Zhu, J., Li, X., Gao, C., Wang, Z., Kurths, J. (2021): Unsupervised community detection in attributed networks based on mutual information maximization. - New Journal of Physics, 23, 113016.
https://doi.org/10.1088/1367-2630/ac2fbd


Zitierlink: https://publications.pik-potsdam.de/pubman/item/item_26714
Zusammenfassung
Community detection is of great significance for understanding network functions and behaviors. With the successful application of deep learning in network-based analyses, recent studies have turned to utilizing graph convolutional networks (GCNs) to this problem due to their capability in capturing network attributes. Nevertheless, most existing GCN-based community detection approaches are semi-supervised and local structure-aware, even though community detection is an unsupervised learning problem essentially.
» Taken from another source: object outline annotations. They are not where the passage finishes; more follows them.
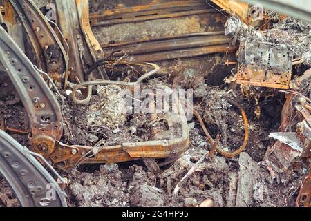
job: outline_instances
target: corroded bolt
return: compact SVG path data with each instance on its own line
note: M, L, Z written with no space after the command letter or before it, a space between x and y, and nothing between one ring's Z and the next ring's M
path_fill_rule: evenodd
M44 103L41 103L40 104L40 108L44 108L45 107L46 107L46 104L44 104Z
M39 144L37 146L37 148L41 151L46 151L48 149L48 145L46 145L46 144L44 143Z

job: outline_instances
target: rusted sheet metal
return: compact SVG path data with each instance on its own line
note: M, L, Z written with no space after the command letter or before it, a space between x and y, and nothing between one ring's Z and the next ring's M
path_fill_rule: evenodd
M244 23L249 23L249 4L236 0L211 0L210 1L214 2L229 14L238 15Z
M55 3L59 26L70 49L69 70L71 81L84 81L88 67L104 56L89 25L88 1L56 0ZM108 77L102 70L98 72L99 78ZM67 75L66 79L68 77Z
M30 0L9 0L28 35L39 68L59 80L68 73L68 58L56 33L37 6Z
M86 41L86 46L93 58L93 61L95 63L97 59L101 59L104 57L104 52L91 29L88 0L75 0L75 3L77 5L77 11L78 13L81 30L84 36L85 41ZM102 79L109 79L106 72L103 71L102 68L98 68L97 71Z
M176 39L162 40L140 43L139 44L124 46L122 48L115 48L113 50L107 50L109 53L122 50L129 55L154 53L158 52L169 52L185 48L217 46L229 44L231 39L224 35L197 36L177 38ZM116 55L115 54L115 55Z
M194 57L214 53L225 53L226 52L231 52L236 50L236 47L232 48L228 46L227 44L220 44L218 46L182 49L171 52L160 52L152 54L131 56L129 59L137 62L159 61L178 58Z
M43 77L20 48L0 27L0 61L27 111L30 140L37 147L55 148L62 134L61 109Z
M71 80L74 82L78 78L84 80L84 67L80 52L83 50L82 34L78 28L79 19L75 0L55 0L58 17L58 26L69 46L69 71ZM64 22L66 21L66 22ZM66 76L67 79L69 74Z
M90 160L88 162L120 162L138 158L178 157L187 149L190 140L187 119L179 102L177 106L178 117L173 117L174 122L172 123L181 124L182 133L180 137L170 140L124 143L121 146L104 147L95 156L95 160Z
M196 15L217 10L204 1L153 1L147 5L116 8L113 10L91 13L92 26L104 26L130 22Z

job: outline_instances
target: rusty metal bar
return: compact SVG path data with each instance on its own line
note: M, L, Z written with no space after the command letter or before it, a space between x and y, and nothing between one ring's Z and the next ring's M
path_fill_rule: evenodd
M92 26L104 26L211 12L218 12L202 1L158 1L154 4L91 13L90 23Z
M211 46L229 44L231 39L223 35L211 36L198 36L179 38L178 39L169 39L151 42L141 43L136 45L129 45L122 48L113 48L113 50L120 50L129 55L155 53L158 52L177 50L186 48L194 48L205 46ZM108 52L112 52L107 50ZM118 56L117 53L114 53Z
M174 59L194 57L214 53L225 53L227 51L236 50L236 47L228 46L227 44L217 46L205 46L194 48L182 49L169 52L144 54L131 56L129 59L137 62L155 62Z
In this paper, we develop a novel GCN method for unsupervised community detection under the framework of mutual information (MI) maximization, called UCDMI. Specifically, a novel MI maximization mechanism is developed to capture more fine-grained information of the global network structure in an unsupervised manner. Moreover, a new aggregation function is proposed for GCN to distinguish the importance between different neighboring nodes, which enables our method to identify more high-quality node representations and improve the community detection performance. Our extensive experiments demonstrate the effectiveness of our proposed UCDMI compared with several state-of-the-art community detection methods.